Theme Time Radio Hour (Seasons 1-3) – Various Artists (Ace)

These three double-disc sets are based on Bob Dylan’s Theme Time Radio Hour. No, you can’t hear Dylan intro the songs on these compilations, but there is still plenty to get excited about.

Apparently Dylan chooses a “theme” for each of his programmes, such as “Truth & Lies”, “Goodbye”, “Night”, or “Madness” and then scours the last 100 years of recorded music for songs that fit the theme. The result is an amazing collection of eclectic music reaching back to the 1920s and going up until very recently.
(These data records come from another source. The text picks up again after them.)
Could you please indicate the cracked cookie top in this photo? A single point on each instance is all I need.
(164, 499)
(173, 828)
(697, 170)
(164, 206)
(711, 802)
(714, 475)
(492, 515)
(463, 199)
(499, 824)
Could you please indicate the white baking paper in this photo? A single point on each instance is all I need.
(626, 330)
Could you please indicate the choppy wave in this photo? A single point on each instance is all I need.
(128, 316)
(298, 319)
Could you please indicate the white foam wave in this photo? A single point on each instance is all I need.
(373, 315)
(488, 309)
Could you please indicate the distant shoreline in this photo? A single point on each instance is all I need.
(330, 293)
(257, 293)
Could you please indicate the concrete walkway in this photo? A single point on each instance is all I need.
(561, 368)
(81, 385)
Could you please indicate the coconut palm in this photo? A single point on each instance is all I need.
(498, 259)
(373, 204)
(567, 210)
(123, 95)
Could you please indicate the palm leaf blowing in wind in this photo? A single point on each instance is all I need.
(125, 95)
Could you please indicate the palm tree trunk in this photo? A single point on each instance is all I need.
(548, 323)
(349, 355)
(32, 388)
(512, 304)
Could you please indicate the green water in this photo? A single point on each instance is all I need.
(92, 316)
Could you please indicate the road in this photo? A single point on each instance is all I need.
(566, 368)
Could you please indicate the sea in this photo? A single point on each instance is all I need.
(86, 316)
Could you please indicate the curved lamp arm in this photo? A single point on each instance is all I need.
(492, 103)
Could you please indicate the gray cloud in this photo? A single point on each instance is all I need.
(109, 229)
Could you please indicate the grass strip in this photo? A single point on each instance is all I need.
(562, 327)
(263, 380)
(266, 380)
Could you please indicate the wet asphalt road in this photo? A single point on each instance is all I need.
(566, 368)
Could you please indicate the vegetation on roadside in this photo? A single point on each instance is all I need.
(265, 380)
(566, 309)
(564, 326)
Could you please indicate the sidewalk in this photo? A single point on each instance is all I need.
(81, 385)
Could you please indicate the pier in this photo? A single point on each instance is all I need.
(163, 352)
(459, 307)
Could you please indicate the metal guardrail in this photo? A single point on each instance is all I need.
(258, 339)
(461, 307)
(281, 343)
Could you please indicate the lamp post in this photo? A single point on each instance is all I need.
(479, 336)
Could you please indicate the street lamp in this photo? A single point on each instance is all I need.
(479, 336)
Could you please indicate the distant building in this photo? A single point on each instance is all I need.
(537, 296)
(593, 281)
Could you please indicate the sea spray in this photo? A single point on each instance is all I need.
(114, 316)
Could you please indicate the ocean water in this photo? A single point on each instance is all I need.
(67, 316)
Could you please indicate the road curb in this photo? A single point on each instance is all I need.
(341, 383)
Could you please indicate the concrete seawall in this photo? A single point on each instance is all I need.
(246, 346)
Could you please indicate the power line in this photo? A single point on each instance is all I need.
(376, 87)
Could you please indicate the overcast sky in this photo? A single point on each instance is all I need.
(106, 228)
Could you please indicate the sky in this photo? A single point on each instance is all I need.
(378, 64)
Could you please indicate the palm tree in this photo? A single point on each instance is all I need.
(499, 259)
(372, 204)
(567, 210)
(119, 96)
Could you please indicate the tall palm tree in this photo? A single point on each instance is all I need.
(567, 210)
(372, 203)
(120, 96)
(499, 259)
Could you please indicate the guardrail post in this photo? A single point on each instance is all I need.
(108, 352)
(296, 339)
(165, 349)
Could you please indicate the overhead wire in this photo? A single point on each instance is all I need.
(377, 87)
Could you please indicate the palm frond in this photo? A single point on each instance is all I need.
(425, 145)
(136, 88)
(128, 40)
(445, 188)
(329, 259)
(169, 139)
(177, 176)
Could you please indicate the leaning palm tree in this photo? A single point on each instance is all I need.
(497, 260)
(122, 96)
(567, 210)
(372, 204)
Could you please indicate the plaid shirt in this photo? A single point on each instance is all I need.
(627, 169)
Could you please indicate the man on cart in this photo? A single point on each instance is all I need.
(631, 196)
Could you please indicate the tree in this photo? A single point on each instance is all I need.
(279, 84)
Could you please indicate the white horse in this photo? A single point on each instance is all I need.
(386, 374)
The styles of music range from r&b to zydeco to ska to country to jazz to blues to folk, rock and everything in-between.  The artists range from the likes of Fred Astaire to Nirvana.

Each of the three volumes contains 50 tracks, most are fairly obscure although there are a few hits scattered about…Elvis Presley’s Little Sister, Dionne Warwick’s Do You Know The Way To San Jose, The White Stripes’  Seven Nation Army are tucked in amongst such chestnuts as Leroy Carr’s 1930 recording of Papa’s On The Housetop, Red Ingle & The Natural Seven’s Cigareets, Whuskey And Wild, Wild Women (1948) and Cripple Clarence Lofton’s Strut That Thing (1935).

The tracks seem to be randomly arranged. Season 3 starts with a Bobby “Blue” Bland soul scorcher from 1962 into the Western Swing of Cliff Bruner’s 1938 track Bring It On Home To Grandma and then to folkie Jessie Winchester’s Payday, produced in 1970 by The Band’s Robbie Robertson.

The tracks range from the musically sublime…O.V. Wright’s A Nickel And A Nail….to the ridiculous…Jimmie Lunceford’s I’m Nuts About Screwy Music.

The good folks at Ace Records have included a generous booklet with each edition featuring plenty of cool photos and a write-up about each of the tracks. The result is three of the coolest mixtapes you could ever hope for and a mini history of popular (and not so popular) music of the past 100 years.